The eKYC and Identity Assurance Working Group (eKYC & IDA WG) of the OpenID Foundation welcomes the proposal of the Commission to extend the scope of eIDAS trust services by introducing a new trust service for identification, authentication and for the provision of attributes, credentials and attestations and allowing the provision of identification for devices (Option 2 in the EC Revision of the eIDAS Inception Impact Assessment). This will allow companies operating identity solutions to contribute to securing digital transactions across the EU.
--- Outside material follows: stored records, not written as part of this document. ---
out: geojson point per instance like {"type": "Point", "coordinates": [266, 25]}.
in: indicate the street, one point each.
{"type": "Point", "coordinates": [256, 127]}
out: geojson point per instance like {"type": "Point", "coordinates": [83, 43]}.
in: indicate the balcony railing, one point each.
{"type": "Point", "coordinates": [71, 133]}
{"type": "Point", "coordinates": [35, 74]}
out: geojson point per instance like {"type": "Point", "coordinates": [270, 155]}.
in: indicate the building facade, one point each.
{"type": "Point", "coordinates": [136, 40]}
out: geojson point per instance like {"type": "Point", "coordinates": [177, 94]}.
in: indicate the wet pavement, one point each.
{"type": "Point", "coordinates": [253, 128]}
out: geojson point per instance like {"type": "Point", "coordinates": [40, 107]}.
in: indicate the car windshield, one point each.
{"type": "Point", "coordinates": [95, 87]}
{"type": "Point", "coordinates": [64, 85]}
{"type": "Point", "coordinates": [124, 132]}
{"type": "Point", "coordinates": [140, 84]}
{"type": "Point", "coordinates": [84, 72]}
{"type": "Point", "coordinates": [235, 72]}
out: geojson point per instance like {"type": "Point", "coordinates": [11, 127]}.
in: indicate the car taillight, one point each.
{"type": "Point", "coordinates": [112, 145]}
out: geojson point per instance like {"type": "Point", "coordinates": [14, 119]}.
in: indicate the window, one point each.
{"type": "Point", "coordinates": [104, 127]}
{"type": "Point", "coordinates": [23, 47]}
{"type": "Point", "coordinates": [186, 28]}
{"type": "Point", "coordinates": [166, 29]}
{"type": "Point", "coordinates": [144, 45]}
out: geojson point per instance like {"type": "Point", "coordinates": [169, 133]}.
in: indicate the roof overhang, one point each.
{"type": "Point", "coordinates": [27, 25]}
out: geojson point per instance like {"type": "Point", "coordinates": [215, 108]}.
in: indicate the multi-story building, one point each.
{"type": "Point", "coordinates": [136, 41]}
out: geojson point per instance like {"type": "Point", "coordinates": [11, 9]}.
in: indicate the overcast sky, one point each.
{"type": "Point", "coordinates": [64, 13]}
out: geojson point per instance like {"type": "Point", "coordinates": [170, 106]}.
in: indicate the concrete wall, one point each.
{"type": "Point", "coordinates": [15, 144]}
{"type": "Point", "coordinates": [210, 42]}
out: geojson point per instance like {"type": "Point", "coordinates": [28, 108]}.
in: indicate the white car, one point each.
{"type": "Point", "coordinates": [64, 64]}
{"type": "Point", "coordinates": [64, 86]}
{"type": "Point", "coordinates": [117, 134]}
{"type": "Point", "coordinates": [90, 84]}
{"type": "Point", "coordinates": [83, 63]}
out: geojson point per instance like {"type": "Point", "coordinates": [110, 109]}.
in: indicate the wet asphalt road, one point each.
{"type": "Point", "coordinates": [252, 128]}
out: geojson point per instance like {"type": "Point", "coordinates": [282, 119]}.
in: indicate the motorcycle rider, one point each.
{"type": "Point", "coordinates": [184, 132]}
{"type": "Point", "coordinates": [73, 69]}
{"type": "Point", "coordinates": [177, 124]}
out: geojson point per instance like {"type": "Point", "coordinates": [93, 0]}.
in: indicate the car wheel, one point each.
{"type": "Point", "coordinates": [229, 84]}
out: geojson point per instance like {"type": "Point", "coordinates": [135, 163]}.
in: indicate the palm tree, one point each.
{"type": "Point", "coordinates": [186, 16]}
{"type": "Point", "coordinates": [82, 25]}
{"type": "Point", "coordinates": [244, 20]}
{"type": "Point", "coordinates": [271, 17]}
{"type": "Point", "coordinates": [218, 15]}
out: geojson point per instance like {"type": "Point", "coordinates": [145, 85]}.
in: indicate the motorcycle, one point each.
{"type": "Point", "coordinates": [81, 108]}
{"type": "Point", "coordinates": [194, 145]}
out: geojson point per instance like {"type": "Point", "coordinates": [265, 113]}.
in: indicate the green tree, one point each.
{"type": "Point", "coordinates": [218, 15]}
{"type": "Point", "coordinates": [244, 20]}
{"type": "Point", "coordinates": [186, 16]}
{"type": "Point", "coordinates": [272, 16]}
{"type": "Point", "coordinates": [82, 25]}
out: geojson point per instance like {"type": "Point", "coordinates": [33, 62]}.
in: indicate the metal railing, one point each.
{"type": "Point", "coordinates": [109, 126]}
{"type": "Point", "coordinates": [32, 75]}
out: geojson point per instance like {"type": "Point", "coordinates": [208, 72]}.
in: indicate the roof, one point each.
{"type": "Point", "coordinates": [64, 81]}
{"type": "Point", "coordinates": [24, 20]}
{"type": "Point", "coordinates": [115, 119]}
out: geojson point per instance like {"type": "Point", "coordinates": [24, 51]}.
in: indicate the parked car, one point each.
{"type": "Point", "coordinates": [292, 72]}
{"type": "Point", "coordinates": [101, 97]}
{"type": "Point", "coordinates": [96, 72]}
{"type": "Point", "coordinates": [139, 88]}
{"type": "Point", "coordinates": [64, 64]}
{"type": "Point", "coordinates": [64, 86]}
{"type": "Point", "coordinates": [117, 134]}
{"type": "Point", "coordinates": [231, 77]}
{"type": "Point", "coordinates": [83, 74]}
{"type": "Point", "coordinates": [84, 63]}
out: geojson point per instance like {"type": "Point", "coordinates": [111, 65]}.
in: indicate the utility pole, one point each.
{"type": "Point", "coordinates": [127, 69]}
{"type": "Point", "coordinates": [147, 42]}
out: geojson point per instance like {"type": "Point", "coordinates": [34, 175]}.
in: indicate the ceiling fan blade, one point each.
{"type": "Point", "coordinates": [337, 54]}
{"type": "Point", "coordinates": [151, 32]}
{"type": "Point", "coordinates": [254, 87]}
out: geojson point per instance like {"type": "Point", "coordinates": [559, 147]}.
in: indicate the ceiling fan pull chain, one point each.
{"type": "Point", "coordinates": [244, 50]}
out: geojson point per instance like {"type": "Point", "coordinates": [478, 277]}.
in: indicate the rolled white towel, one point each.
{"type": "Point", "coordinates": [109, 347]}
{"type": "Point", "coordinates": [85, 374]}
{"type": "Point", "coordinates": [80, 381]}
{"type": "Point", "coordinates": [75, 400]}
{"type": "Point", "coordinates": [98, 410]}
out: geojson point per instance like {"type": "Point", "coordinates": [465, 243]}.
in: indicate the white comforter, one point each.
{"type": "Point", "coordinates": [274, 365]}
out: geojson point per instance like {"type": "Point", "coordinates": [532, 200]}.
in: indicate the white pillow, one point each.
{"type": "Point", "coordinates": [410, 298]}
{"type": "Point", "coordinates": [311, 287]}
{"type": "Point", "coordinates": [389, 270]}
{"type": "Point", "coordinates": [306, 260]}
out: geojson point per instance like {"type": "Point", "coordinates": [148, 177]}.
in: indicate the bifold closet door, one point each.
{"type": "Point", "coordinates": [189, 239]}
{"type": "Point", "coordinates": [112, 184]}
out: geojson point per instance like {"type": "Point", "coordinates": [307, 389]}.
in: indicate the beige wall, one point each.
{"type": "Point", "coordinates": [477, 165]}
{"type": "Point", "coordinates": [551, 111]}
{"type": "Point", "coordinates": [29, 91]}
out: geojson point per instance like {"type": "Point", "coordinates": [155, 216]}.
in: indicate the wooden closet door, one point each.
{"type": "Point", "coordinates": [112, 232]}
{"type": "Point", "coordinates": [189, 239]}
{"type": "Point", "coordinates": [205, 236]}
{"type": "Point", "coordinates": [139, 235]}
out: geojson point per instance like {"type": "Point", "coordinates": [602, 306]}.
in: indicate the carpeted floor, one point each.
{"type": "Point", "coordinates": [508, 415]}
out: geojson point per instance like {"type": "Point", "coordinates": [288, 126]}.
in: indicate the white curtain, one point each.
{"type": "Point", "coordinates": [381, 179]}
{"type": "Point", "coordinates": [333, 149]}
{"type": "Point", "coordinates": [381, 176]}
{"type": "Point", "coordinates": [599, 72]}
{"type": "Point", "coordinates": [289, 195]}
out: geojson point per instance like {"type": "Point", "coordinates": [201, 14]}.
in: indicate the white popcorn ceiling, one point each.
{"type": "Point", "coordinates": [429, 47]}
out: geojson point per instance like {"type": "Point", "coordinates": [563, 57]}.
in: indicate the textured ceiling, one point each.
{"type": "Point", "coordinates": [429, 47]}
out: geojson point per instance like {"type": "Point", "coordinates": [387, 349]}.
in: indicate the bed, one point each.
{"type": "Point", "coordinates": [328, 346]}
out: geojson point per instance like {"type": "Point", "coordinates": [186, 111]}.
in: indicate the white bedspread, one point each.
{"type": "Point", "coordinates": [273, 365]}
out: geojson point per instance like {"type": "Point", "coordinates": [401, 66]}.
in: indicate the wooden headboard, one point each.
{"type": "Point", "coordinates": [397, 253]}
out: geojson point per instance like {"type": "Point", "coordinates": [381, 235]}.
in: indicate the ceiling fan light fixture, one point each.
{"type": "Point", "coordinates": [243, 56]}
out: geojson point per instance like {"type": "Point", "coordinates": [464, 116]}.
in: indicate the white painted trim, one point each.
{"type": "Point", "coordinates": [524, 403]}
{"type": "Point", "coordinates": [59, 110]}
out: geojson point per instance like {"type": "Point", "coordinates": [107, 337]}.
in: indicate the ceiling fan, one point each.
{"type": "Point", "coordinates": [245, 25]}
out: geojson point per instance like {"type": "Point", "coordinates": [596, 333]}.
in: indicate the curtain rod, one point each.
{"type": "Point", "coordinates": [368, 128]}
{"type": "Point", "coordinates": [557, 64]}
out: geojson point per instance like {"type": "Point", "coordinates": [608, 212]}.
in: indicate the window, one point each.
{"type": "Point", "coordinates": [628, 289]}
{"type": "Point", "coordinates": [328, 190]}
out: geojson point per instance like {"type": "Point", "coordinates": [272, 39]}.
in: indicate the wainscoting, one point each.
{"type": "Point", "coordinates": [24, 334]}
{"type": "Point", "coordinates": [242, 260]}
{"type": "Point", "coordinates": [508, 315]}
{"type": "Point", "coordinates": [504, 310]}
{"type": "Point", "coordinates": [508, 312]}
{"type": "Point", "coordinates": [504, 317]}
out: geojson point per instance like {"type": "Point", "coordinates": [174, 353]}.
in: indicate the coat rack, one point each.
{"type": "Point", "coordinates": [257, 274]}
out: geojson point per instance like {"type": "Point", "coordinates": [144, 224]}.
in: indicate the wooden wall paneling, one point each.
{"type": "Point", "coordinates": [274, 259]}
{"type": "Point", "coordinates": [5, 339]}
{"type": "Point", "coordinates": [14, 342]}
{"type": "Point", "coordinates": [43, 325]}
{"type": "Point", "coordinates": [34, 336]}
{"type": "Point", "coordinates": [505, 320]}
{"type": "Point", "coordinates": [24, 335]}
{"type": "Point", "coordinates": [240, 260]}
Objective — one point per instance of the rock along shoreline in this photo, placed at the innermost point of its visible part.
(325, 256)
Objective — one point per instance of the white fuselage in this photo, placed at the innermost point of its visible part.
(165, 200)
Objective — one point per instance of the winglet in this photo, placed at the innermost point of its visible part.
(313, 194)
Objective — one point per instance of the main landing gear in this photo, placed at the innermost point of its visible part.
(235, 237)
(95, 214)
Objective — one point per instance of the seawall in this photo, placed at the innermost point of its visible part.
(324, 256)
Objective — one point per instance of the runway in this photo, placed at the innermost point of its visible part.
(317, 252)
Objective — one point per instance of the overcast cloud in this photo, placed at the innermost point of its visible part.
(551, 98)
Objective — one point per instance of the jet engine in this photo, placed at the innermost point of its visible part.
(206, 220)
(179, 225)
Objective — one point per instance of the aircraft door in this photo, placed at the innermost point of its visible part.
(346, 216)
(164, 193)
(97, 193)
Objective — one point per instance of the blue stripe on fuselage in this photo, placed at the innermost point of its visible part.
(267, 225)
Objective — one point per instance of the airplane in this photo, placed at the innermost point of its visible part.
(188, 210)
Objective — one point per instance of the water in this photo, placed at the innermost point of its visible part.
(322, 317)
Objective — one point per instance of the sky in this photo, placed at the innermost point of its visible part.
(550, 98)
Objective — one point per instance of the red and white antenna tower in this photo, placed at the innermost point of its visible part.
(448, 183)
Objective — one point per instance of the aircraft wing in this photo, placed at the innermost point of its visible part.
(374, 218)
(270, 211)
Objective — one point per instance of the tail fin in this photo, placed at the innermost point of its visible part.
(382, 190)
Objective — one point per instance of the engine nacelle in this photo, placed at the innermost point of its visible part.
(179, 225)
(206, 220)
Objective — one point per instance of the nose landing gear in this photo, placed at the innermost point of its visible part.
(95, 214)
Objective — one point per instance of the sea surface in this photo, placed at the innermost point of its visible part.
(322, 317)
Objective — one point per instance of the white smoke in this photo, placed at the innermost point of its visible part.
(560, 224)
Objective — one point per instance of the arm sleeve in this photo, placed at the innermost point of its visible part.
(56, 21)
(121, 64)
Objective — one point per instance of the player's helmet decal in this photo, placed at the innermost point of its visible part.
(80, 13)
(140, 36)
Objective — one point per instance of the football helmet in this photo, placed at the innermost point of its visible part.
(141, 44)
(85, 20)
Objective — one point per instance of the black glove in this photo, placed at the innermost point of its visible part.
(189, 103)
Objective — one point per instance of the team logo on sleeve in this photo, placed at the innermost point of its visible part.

The eKYC & IDA WG is a dedicated working group of the OpenID Foundation (the technical standardisation body specifying OpenID Connect and accompanying extensions). The OpenID Foundation delivers specifications for interfaces that enable interoperability between implementations, and the eKYC and Identity Assurance Working Group is focusing on use cases and extensions to OpenID Connect for communicating strong identity assurance. (https://openid.net/wg/ekyc-ida/).
Most commercial identity providers have built their solutions on OpenID Connect because of its strong support for mobile platforms, ease of integration, formally proven security, and the ability to have users explicitly consent. Billions of transactions are performed every day using OpenID Connect. A significant number of identity providers, e.g. financial institutions or telecommunications operators, are also able to assert digital identities on a level comparable to eIDAS trust level substantial or high. A significant number of relying parties and their developers are familiar with OpenID Connect as it is used for Open Banking as well as their own use cases. In order to leverage the respective digital identities for the EU Single Market, we recommend the commission to endorse OpenID Connect beside SAML (which was already endorsed under Implementing Act 2015/1501) as a technical standard for eIDAS.
We would also like to mention that several Identity Providers provide access to government issued identities via OpenID Connect and even eID systems use OpenID Connect, namely itsme (Belgium), BankID (Norway, Sweden, & Finland), and France Connect (France). We think this is a strong evidence that OpenID Connect could facilitate the implementation of all options given in the inception impact assessment document.
We also know that most commercial identity providers provide a mixture of attributes maintained according to different trust frameworks and at different trust levels (just think of name vs eMail address) and even self asserted attributes for the same identity. Technical standards utilised to implement the updated eIDAS regulation should consider and support such use cases by providing a clear delineation between identity attributes verified and maintained according to different trust frameworks as well as accompanying metadata about sources, validation process, and trust level (https://www.slideshare.net/TorstenLodderstedt/identity-assurance-with-openid-connect).
The commission might also want to consider use cases where the digital identity of EU citizens is used beyond the boundaries of the EU. The eKYC working group focuses on an international standard that is relevant to many jurisdictions with representatives from Japan, Australia, UK, US, France, Czech, and Germany. In our experience, international use cases increase the requirement for dedicated representation of the aforementioned metadata in the technical standard for attribute provisioning in order to allow the relying party to process identity data in a robust fashion.
Since the consultation paper mentions blockchain based identity solutions, we would like to point out that technical diversity in implementations is of utmost importance for innovations. However, adoption across member states and services requires technical interoperability. That’s why there is also work under way to provide a bridge between blockchain based identity solutions and relying parties via the mature and simple integration with OpenID Connect standard.
As subject matter experts in digital identity, we are thrilled with the direction eIDAS is taking and are more than happy to offer our advice in the course of targeted stakeholder interviews.